Napoléon Aubin (9 November 1812 – 12 June 1890), christened Aimé-Nicolas, was born from a Swiss family in Chêne-Bougeries, a district of Geneva, at the time a territory of France. He was a journalist, writer, publisher, scientist, musician and lithographer.

==Biography==
Little is known about the youth of Napoléon Aubin. He left school when he was about 16. The son of Pierre Louis Charles Aubin and Elisabeth Escuyer, he emigrated to New York in 1829 where he was to be a pastor in Biddeford, Maine. In 1835 he moved to Montreal, and then again to Quebec City, later that year. Aubin served as editor for numerous newspapers and magazines, including Le Canadien, L'Ami du peuple, de l'ordre et des lois (Law and Order), and La Tribune. In 1865, he launched the paper Les veillées du père Bonsens. A satirist, he wrote works in support of the Patriote movement, publishing his stories in Le Fantasque, a magazine he himself founded. He spent 53 days in prison for publishing a poem by Joseph-Guillaume Barthe, Aux exilés politiques canadiens. Aubin considered himself a liberal and a democrat, and in line with Étienne Parent, chose not participate in the Rebellion of 1837. In 1847, he published Manifeste adressé au peuple du Canada par le Comité constitutionnel de la réforme et du progrès (A Manifesto Addressed to the People of Canada by the Constitutional Committee for Reform and Progress), where he supported the ideas of Louis-Joseph Papineau. Notably, while on a trip to the U.S. he met Ulysses S. Grant, where they discussed the possibility of a union between Canada and the United States.
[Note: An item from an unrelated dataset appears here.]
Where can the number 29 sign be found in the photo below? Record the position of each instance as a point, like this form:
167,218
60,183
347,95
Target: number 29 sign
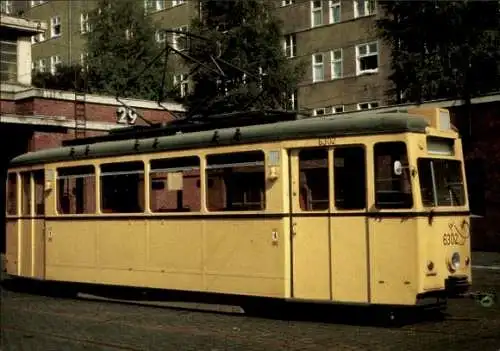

Aubin was married to Marie Luce Emilie in 1841, and had a son, Eugénie Aubin, who was born in 1853. In 1866, Aubin returned to Montreal in 1866, where he became a member of the Canadian Institute of Montreal in 1869. From 1875 until his death in 1890, he served as Honorary Consul to Switzerland in Montreal. A Calvinist by faith, his funeral was conducted by a Presbyterian minister.